Last week’s election of a pro-growth party in India will give China a run for the money.

Gordon Chang in Forbes

On Friday, India’s Election Commission announced that the Bharatiya Janata Party had swept the five-week election for the Lok Sabha, the lower house of Parliament.  The BJP exceeded already high expectations by winning an absolute majority, capturing 282 of 543 seats.  With coalition partners, the party will control 337 seats.

The Indian National Congress, which has dominated the world’s most populous democracy since independence in 1947, suffered its worst electoral defeat ever.  Congress took just 44 seats.  Prime Minister Manmohan Singh resigned on Saturday.
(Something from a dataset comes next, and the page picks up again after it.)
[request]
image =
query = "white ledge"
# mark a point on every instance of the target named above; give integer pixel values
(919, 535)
In the Indian political context, the biggest loser was Rahul Gandhi, who would have replaced Singh had Congress been successful at the polls.  His heart obviously wasn’t in continuing his family’s hold on power, however.  Gandhi’s campaigning was lackluster and a confirmation of the notion that four generations in any one line of endeavor is at least one too many.  His future at the helm of the storied party is in doubt.
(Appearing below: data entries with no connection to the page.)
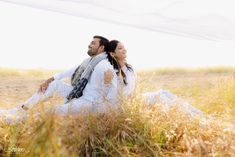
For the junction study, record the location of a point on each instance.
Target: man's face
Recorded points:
(94, 47)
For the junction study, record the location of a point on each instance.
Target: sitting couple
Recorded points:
(100, 81)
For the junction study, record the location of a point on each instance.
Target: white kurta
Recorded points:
(95, 95)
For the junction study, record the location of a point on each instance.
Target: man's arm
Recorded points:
(67, 74)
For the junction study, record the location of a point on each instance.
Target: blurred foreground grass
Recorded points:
(136, 130)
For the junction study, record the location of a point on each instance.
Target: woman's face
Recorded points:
(120, 52)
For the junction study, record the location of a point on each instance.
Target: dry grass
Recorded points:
(137, 129)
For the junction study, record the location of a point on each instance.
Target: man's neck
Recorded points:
(96, 54)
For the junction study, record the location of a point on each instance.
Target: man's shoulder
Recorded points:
(103, 65)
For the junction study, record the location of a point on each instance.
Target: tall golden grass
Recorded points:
(137, 129)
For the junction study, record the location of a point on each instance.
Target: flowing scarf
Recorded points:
(82, 74)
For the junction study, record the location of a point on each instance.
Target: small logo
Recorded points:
(15, 149)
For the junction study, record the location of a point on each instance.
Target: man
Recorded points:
(100, 87)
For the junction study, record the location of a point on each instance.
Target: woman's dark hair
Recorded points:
(111, 48)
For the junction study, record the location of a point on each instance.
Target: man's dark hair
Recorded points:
(103, 41)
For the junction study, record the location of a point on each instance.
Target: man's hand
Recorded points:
(43, 87)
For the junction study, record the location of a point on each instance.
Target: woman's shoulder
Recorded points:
(103, 65)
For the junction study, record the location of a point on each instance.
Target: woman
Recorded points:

Gandhi is not the biggest loser overall, however.  That honor belongs to Beijing, because it’s certain that in the coming years direct foreign investment will head to India instead of China.  For a Chinese economy needing outside cash, the redirection will not come at a worse time.

In India, times could not be better for the BJP.  Its win was the most decisive since 1984, when Congress’s Rajiv Gandhi won after the assassination of Prime Minister Indira Gandhi, his mother and Rahul’s grandmother.
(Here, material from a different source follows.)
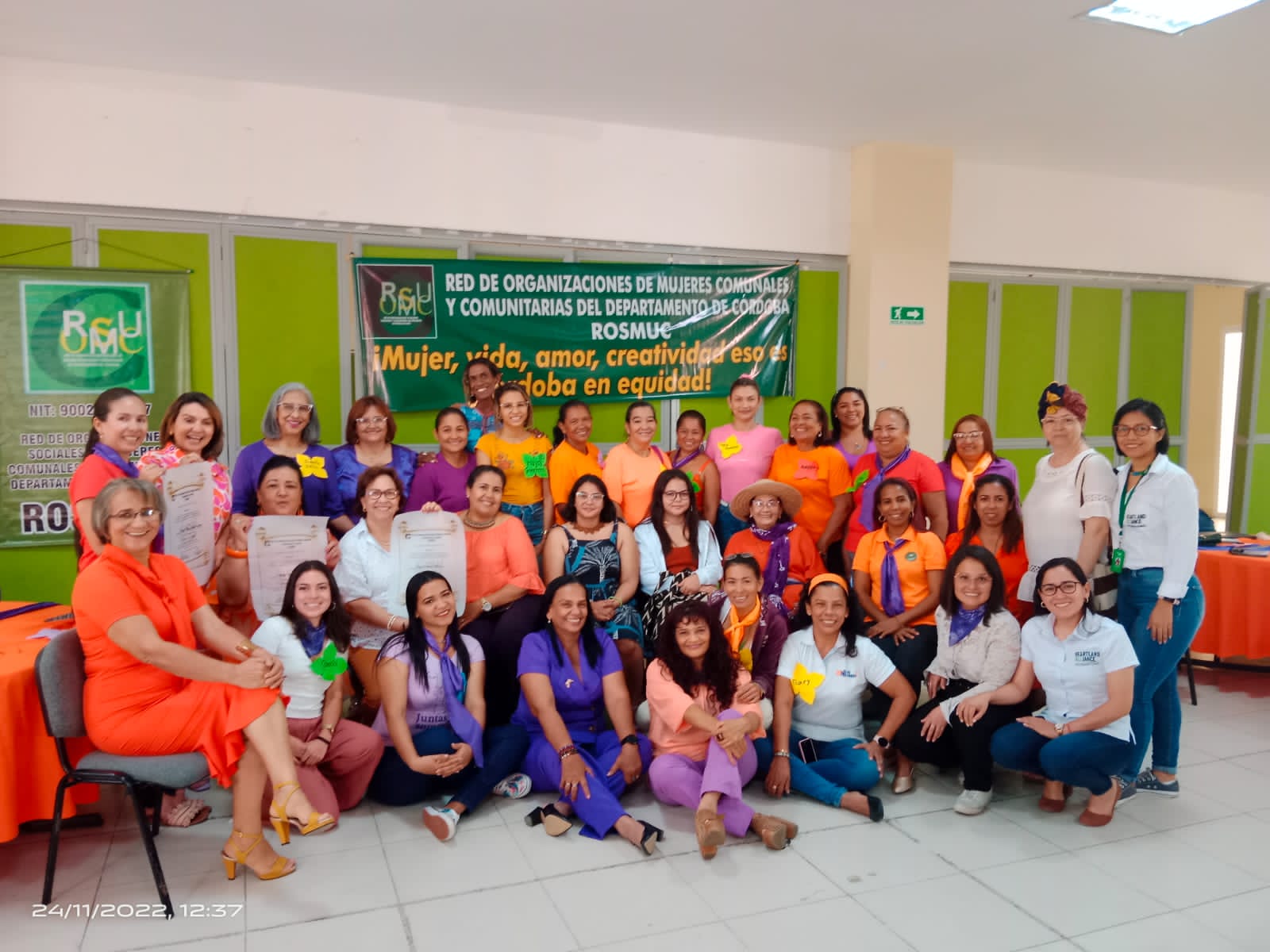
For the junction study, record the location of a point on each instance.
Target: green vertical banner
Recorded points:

As a result of the landslide, the BJP’s charismatic Narendra Modi formally takes over Wednesday as India’s 14th prime minister.

Modi ran on a platform of fundamental economic reform, promising to do for all of India what he accomplished as chief minister of the western state of Gujarat, where with liberal policies he engineered a boom.  “He provided Gujarat with India’s first real free-market economy that led to new infrastructure and job creation,” says Subrata Mukherjee, a retired political science professor at Delhi University.

As the Wall Street Journal’s Geeta Anand and Gordon Fairclough report, voters like Congress Party subsidies and giveaways but voted for Modi because they wanted India to become one big Gujarat.  The breath of the BJP victory, therefore, signals a change in the mentality of a country, a clear rejection of the socialism of its founders.